Precisionhawk and AeroVision Canada both use the DJI S1000 drones.

And it’s frustrating for Canadian drone operators to see their American counterparts get ahead in an internationally-competitive industry with the same equipment, due to a different regulatory framework.

“When our neighbours to the south are actively applying for their beyond-visual-line-of-sight waivers, which are currently under review by the FAA, and Transport Canada has yet to standardize the special flight operations certificate application process let alone set reasonable guidelines for beyond-visual-line-of-sight operations for us legitimate commercial businesses, it causes me to lose a bit of sleep at night,” wrote Bergmann in a blog post.

AeroVision Canada’s team has more than 40 years of civil and military aviation experience, and has produced manuals on flight and business operations, maintenance control and developed environmental health and safety policies. The company is in the process of getting ISO 9001 certified.

Bergmann said that should count for something but Transport Canada seems to be lumping his company in with recreational drone users.

Transport Canada isn’t alone in its struggle to keep up with commercial drone technology and the private sector’s use of it.

In May this year, Pricewaterhouse Cooper published a report, written by Michal Mazur, a partner in Drone Powered Solutions, and Adam Wiśniewski, a director of that same team of consultants, on the industry. It wascalled Clarity From Above — PwC Global Report on the Commercial Applications of Drone Technology.

“National and international legislators are struggling to keep pace with advances in UAV technology,” state the report’s authors. “Drone regulations have changed in recent years from being treated as a niche hobby, to becoming part of regular aviation operations, to a point wher national authorities have started developing special regulatory frameworks to address the most urgent issues.”

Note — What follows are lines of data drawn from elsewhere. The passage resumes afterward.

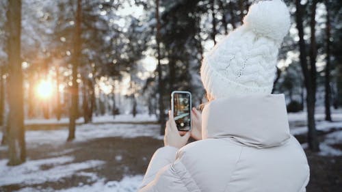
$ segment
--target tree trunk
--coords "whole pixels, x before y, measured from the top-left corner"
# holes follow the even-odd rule
[[[132,94],[132,98],[133,98],[133,110],[132,110],[132,114],[133,114],[133,117],[135,118],[135,115],[137,115],[137,99],[135,98],[135,94]]]
[[[169,58],[169,63],[168,63],[168,67],[169,67],[169,84],[170,84],[170,91],[172,92],[174,88],[174,79],[176,79],[176,69],[175,69],[175,65],[176,65],[176,61],[174,59],[174,56],[172,54],[170,54],[170,58]],[[171,94],[171,93],[170,93]]]
[[[27,99],[27,116],[29,118],[32,118],[34,116],[34,72],[29,72],[29,90]]]
[[[156,42],[157,42],[157,53],[158,65],[157,70],[158,71],[158,91],[159,94],[159,123],[160,123],[160,134],[165,134],[165,107],[163,102],[163,96],[164,94],[164,85],[163,83],[163,74],[161,73],[161,65],[160,64],[160,21],[159,21],[159,0],[155,0],[155,17],[157,20],[157,33],[156,33]]]
[[[69,135],[67,141],[75,139],[76,119],[78,116],[79,86],[77,84],[77,69],[81,56],[81,0],[77,0],[77,10],[76,11],[75,28],[74,36],[74,53],[73,54],[73,85],[70,87],[71,110],[69,115]]]
[[[240,10],[240,22],[242,25],[244,23],[244,11],[245,10],[245,6],[244,5],[244,0],[239,0],[239,8]]]
[[[1,127],[2,139],[1,139],[1,146],[6,145],[8,143],[7,141],[7,135],[8,133],[8,130],[7,129],[8,126],[5,126],[4,122],[4,108],[5,108],[5,86],[4,79],[3,78],[3,75],[4,74],[4,67],[0,67],[0,127]]]
[[[222,0],[219,0],[218,1],[219,5],[220,5],[220,9],[222,12],[222,25],[224,29],[224,34],[228,35],[228,27],[227,27],[227,20],[226,20],[226,8],[223,5]]]
[[[60,93],[60,67],[56,66],[56,118],[59,121],[61,119],[61,101]]]
[[[234,14],[234,7],[233,6],[233,3],[232,1],[230,1],[228,4],[229,5],[229,14],[231,14],[231,24],[233,26],[233,29],[236,28],[236,25],[235,25],[235,14]]]
[[[273,81],[273,88],[272,88],[272,93],[273,93],[274,92],[274,87],[276,87],[276,84],[279,81],[279,79],[280,78],[280,74],[281,74],[281,70],[278,67],[276,67],[276,68],[277,68],[277,76],[276,76],[274,81]]]
[[[94,113],[94,109],[96,109],[96,98],[95,98],[95,89],[92,81],[88,81],[88,86],[90,87],[90,107],[89,109],[89,120],[92,122],[92,114]]]
[[[326,1],[326,77],[324,87],[326,94],[324,97],[324,104],[326,108],[326,120],[331,122],[331,112],[330,112],[330,18],[329,17],[329,4]]]
[[[114,81],[115,82],[115,81]],[[113,110],[112,110],[112,114],[113,114],[113,116],[115,118],[115,115],[116,115],[116,95],[115,95],[115,83],[114,83],[114,85],[113,85],[113,96],[112,96],[112,100],[113,100]]]
[[[211,31],[211,38],[214,42],[214,44],[216,44],[216,40],[215,37],[216,36],[216,19],[215,18],[215,0],[211,1],[211,17],[213,20],[211,20],[211,24],[213,25],[213,31]]]
[[[8,1],[8,156],[9,165],[25,161],[23,71],[21,59],[21,1]]]
[[[295,20],[297,23],[297,29],[299,36],[300,47],[300,61],[302,67],[302,71],[304,77],[304,84],[306,88],[306,108],[308,112],[308,141],[311,150],[314,152],[319,151],[319,142],[317,135],[316,127],[315,124],[315,82],[311,75],[308,68],[306,53],[305,49],[305,42],[304,40],[303,30],[303,8],[300,4],[300,0],[295,1]]]
[[[311,45],[310,45],[310,73],[313,79],[313,89],[314,92],[316,93],[317,90],[317,68],[316,68],[316,58],[317,55],[317,48],[316,45],[316,36],[315,36],[315,26],[316,20],[316,5],[317,0],[313,0],[311,5],[311,16],[310,20],[310,31],[311,31]],[[316,97],[315,96],[315,100]]]
[[[83,120],[84,120],[84,123],[88,124],[90,121],[89,120],[89,100],[88,100],[88,88],[87,88],[87,79],[84,79],[83,81],[83,86],[82,86],[82,107],[83,107]]]
[[[3,86],[4,67],[0,67],[0,126],[3,125],[3,111],[5,108],[5,92]]]

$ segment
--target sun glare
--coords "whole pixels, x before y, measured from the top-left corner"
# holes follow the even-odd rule
[[[36,91],[40,98],[48,98],[52,95],[52,83],[49,81],[42,80],[38,84]]]

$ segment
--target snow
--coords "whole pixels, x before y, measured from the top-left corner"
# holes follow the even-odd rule
[[[6,166],[8,160],[0,160],[0,186],[14,184],[34,184],[57,181],[78,171],[101,166],[105,162],[89,160],[81,163],[66,164],[74,158],[68,156],[39,160],[31,160],[18,166]],[[42,170],[42,165],[52,167]]]
[[[319,143],[321,152],[319,152],[319,154],[323,156],[342,156],[342,150],[330,146],[337,143],[342,143],[342,131],[335,131],[326,136],[326,139]]]
[[[76,138],[73,142],[85,142],[90,139],[111,137],[152,137],[162,139],[159,131],[159,126],[156,124],[82,124],[77,126]],[[49,143],[64,144],[68,137],[68,133],[66,127],[58,130],[26,131],[25,140],[29,147]]]
[[[100,179],[91,185],[83,185],[76,187],[69,188],[58,192],[83,192],[83,191],[96,191],[96,192],[133,192],[137,191],[139,185],[142,181],[143,176],[126,176],[120,181],[109,181],[105,182],[104,179]],[[23,192],[20,191],[21,192]]]
[[[332,118],[336,122],[330,122],[323,121],[324,115],[317,113],[316,122],[318,131],[328,132],[336,128],[332,133],[325,135],[325,139],[320,143],[321,152],[319,155],[322,156],[341,156],[342,150],[334,148],[334,144],[342,143],[342,119],[341,113],[333,113]],[[306,113],[298,113],[289,114],[290,120],[291,133],[293,135],[306,134]],[[62,120],[61,122],[66,120]],[[79,120],[81,122],[81,120]],[[120,137],[123,138],[134,138],[146,136],[162,139],[159,135],[159,126],[155,124],[148,122],[156,121],[155,116],[150,117],[147,115],[139,115],[132,119],[131,115],[121,115],[113,118],[112,116],[96,117],[95,124],[78,125],[76,128],[76,139],[73,142],[86,142],[90,139],[111,137]],[[55,120],[31,120],[25,121],[27,124],[55,123]],[[143,124],[129,124],[129,122],[145,122]],[[97,123],[97,124],[96,124]],[[36,147],[37,145],[53,144],[62,145],[65,143],[68,136],[68,128],[62,126],[57,130],[48,131],[27,131],[25,139],[28,148]],[[2,134],[0,133],[0,137]],[[302,143],[303,148],[308,148],[308,143]],[[83,162],[74,162],[75,158],[70,156],[74,150],[79,148],[66,149],[60,152],[51,152],[49,156],[56,157],[39,160],[28,159],[25,163],[15,166],[7,166],[8,160],[0,160],[0,186],[10,184],[40,184],[47,182],[57,182],[63,179],[68,179],[71,176],[85,176],[87,183],[79,183],[78,186],[71,188],[62,189],[55,191],[52,188],[41,189],[39,187],[27,187],[21,189],[20,192],[26,191],[136,191],[143,178],[142,175],[123,176],[120,180],[108,181],[105,178],[99,176],[95,172],[87,172],[85,170],[101,167],[105,162],[96,159]],[[7,147],[0,146],[0,150],[5,150]],[[144,157],[146,158],[146,157]],[[114,157],[118,162],[122,161],[122,156],[118,154]]]
[[[132,115],[130,114],[121,114],[116,115],[115,118],[113,115],[106,114],[103,116],[94,116],[93,117],[93,123],[128,123],[128,122],[157,122],[157,117],[155,115],[148,115],[148,114],[137,114],[135,118],[133,118]],[[68,118],[61,118],[60,120],[57,120],[55,118],[51,118],[49,120],[45,119],[27,119],[25,120],[25,124],[26,125],[31,124],[68,124],[69,122],[69,119]],[[81,124],[84,122],[83,118],[80,118],[76,120],[76,123]]]
[[[342,128],[342,121],[340,122],[316,122],[316,129],[317,131],[329,131],[332,128]],[[293,135],[303,135],[308,132],[308,127],[306,126],[296,126],[290,128],[291,134]]]
[[[315,113],[315,119],[316,121],[324,120],[326,118],[324,107],[317,107],[315,109],[316,113]],[[307,113],[304,110],[298,113],[289,113],[287,114],[289,121],[306,121]],[[334,121],[342,121],[342,109],[331,109],[331,118]]]
[[[6,165],[7,160],[0,160],[0,186],[9,184],[39,184],[46,182],[56,182],[62,178],[68,179],[72,175],[89,178],[88,181],[93,181],[90,185],[79,183],[78,187],[55,191],[53,189],[44,189],[44,191],[136,191],[143,176],[125,176],[120,181],[105,182],[103,178],[99,178],[94,173],[81,172],[81,170],[101,166],[104,161],[90,160],[81,163],[69,163],[74,158],[62,156],[51,159],[27,161],[23,164],[15,167]],[[42,165],[53,165],[47,169],[41,169]],[[40,191],[39,189],[25,187],[20,192]]]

According to Drone Powered Solutions, the international leader in commercial drone regulations is currently Poland.

“The first country to implement all necessary sets of regulations was Poland in 2013. Thanks to the combined efforts of the civilian aviation authorities, the UAV community and insurance companies, Poland allows commercial drone operations both (visual-line-of-sight and beyond-visual-line-of-sight) in a secure and user-friendly way,” reads the report.

The PwC report estimates the global market for drone-powered solutions, which includes both software and the physical drones themselves and related services, to be more than $127 billion.

In Canada, Bergmann warns that further delays by federal regulators in approving beyond-visual-line-of-sight drone operations could have dire consequences for the industry and its competitiveness internationally.

“This technology and what it produces is so disruptive that if Canada continues to drag its feet and let things happen at their usual slow pace in government, a significant number of small businesses will need to shut down,” he said.